James Chiles

Young Harry Truman

James Chiles was Harry Truman's great uncle. His son "Jim Crow" Chiles, Truman's uncle, was the black sheep of the family.
[Missouri Heritage]

James Chiles (1802-1883) chaired a Jackson County meeting in Independence on February 4, 1856, to raise money and send men to Kansas for the pro-slavery struggle. [Craik, Southern Interest, 382ff.] Chiles was born in Clark County, Kentucky and moved as a young man to the Union Point community four miles west of Sibley, as one of the first settlers in Fort Osage Township. His brother Frank lived on an adjacent farm. [Union Historical Company, Jackson County, 307]
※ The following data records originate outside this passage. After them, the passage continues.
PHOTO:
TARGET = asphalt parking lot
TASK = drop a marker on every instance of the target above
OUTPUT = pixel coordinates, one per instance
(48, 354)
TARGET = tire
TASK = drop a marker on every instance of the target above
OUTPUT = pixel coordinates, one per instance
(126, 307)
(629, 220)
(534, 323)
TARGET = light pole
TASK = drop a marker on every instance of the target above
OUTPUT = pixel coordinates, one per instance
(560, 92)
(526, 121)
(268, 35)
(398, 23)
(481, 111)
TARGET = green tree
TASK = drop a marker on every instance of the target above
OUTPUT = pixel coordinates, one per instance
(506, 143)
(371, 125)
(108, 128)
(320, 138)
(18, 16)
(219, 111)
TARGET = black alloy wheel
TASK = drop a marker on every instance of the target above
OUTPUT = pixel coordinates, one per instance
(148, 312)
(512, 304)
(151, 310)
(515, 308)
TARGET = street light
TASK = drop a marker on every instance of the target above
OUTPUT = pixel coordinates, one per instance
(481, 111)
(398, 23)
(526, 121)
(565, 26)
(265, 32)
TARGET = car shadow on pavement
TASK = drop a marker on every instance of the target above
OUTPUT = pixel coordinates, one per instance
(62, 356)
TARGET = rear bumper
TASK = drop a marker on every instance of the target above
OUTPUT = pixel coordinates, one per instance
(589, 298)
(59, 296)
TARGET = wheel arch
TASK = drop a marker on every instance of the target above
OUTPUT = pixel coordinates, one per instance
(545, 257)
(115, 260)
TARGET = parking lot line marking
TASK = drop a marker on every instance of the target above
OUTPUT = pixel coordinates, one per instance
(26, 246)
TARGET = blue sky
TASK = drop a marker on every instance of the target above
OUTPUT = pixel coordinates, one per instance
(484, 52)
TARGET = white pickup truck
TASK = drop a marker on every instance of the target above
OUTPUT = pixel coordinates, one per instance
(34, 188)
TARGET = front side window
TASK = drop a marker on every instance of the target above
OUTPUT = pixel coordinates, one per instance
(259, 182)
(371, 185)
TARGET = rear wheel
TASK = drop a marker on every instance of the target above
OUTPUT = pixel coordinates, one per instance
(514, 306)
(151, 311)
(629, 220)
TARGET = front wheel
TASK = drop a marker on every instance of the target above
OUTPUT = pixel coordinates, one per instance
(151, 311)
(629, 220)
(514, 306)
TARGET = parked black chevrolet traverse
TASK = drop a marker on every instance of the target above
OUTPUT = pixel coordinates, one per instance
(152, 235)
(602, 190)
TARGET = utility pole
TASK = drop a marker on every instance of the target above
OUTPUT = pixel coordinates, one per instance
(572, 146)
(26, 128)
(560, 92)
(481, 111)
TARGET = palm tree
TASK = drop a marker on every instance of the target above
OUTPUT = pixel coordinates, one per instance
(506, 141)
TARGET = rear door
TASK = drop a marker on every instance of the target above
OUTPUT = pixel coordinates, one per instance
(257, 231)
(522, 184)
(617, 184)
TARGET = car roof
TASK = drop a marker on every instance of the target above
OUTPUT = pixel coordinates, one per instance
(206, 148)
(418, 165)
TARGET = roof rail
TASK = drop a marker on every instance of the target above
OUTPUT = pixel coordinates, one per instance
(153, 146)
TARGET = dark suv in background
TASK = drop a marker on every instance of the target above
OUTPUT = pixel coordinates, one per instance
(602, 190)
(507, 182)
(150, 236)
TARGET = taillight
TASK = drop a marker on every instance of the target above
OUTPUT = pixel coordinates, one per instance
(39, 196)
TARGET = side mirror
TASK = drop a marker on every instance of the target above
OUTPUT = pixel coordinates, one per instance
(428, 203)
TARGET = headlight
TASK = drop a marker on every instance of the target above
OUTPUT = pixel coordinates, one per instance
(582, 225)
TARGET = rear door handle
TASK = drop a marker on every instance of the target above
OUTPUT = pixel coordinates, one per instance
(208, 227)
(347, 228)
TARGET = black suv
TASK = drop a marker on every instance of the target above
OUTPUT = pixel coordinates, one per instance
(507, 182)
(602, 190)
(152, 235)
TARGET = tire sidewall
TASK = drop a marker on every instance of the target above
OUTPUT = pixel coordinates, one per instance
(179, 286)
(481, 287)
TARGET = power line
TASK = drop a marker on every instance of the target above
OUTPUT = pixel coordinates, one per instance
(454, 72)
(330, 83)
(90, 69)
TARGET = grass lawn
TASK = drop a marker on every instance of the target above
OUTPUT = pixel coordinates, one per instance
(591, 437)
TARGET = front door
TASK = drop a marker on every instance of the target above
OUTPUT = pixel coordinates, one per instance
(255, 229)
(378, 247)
Chiles enlisted in Doniphan's First Missouri Volunteers for the Mexican War and became a hero when he was one of ten men volunteering to draw enemy fire at El Brazito on the Salinas River near El Paso. [Edwards, Shelby's Expedition, 478] The battle ended with an American victory over a much larger Mexican force.
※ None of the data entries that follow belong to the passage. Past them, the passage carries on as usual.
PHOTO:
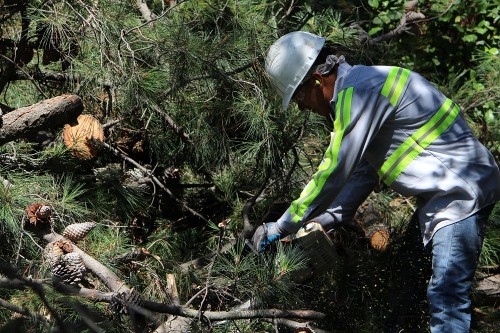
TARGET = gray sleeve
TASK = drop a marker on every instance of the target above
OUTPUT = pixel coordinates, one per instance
(353, 194)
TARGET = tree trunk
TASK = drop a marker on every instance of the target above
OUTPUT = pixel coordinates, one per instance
(50, 113)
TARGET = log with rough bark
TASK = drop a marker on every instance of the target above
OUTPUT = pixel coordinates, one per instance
(49, 113)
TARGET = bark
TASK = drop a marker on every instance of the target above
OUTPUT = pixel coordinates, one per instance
(487, 291)
(50, 113)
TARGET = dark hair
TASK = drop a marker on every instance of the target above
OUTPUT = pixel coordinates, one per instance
(329, 49)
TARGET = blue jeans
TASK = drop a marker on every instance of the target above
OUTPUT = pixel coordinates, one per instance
(455, 254)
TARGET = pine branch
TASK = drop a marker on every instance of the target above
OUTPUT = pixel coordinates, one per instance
(155, 180)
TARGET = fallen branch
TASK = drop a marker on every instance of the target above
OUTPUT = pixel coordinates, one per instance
(155, 180)
(50, 113)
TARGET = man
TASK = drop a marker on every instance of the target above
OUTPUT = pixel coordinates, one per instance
(390, 124)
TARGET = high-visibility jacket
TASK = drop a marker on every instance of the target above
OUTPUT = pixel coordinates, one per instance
(392, 124)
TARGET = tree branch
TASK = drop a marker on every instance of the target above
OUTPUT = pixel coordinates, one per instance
(50, 113)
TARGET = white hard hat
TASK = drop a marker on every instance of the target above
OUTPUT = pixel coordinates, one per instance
(289, 60)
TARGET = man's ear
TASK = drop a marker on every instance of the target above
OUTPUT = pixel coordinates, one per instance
(317, 79)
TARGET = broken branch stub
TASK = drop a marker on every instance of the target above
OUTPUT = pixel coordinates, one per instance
(83, 138)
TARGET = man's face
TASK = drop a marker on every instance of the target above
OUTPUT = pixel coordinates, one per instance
(315, 94)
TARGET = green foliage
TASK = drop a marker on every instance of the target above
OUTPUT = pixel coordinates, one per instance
(189, 89)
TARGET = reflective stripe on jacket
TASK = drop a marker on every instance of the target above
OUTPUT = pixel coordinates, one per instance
(415, 138)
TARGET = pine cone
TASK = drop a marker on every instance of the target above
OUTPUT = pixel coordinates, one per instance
(77, 231)
(69, 268)
(53, 252)
(121, 302)
(38, 213)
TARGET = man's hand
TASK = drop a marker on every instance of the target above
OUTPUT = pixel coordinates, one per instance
(265, 235)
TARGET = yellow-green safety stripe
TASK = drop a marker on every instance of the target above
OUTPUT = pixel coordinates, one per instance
(330, 160)
(394, 84)
(417, 142)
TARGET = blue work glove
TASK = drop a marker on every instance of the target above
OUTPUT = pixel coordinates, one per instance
(265, 235)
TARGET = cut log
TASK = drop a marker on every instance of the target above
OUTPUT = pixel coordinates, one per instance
(50, 113)
(487, 290)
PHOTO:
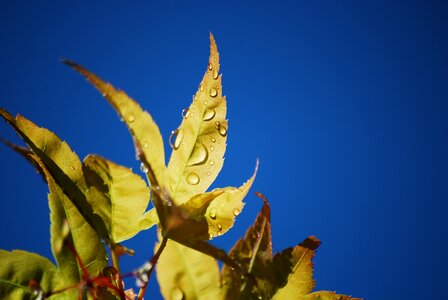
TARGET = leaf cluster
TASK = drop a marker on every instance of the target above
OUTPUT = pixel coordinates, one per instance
(96, 204)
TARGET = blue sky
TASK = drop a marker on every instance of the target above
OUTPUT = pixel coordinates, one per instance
(343, 102)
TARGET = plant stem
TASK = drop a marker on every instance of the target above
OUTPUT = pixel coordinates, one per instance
(116, 265)
(153, 262)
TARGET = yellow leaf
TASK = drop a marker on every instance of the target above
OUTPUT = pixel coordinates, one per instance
(184, 273)
(62, 164)
(121, 197)
(223, 209)
(300, 281)
(144, 130)
(200, 142)
(326, 295)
Chiles was elected to the Missouri House of Representatives in 1838, and to the Missouri Senate in 1846 and again in 1848. His son James J. "Jim Crow" Chiles (1833-1873) a wagon master on the Santa Fe Trail, was less distinguished. In 1857, Jim Crow killed a stranger in a bar who remarked on his table manners. He was a man "subject to violent fits of anger, and when angry, a very dangerous man." He was tried for murder at the Independence Courthouse in 1859, but was not convicted, " the standing of the Chiles family weighing heavily in the jury's decision." [McCulloch, Truman, 29]

William T. "Bloody Bill" Anderson (1837-1864)

He led 350 "bushwackers" in the Centralia, Missouri "Massacre" of September 1864, robbing two stores, a bank, many homes, and a stage coach before killing 23 unarmed federal soldiers while holding up the train they were riding. He then set a trap for the soldiers sent to find him, killing another 123 men.
[www.pointsouth.com]

Jim Crow rode with Quantrill and with Bloody Bill Anderson on their raids, "always exhibiting the traits of the most inhuman savage.". In 1864 he joined Shelby's Confederates and, after the war, operated a gambling house and saloon in Kansas City. He "conducted his own one-man reign of terror," using the gambling hall as a base of operations. He was said to have shot two black men just "to see them jump." He had killed nine men altogether and was under indictment for three murders when Deputy Marshal James Peacock stood up to him in a duel that ended with Jim Crow's death. [McCulloch, Truman, 33]

James Chiles was President Harry Truman's great uncle. He died in Grayson County, Texas but his body was returned to Independence for burial.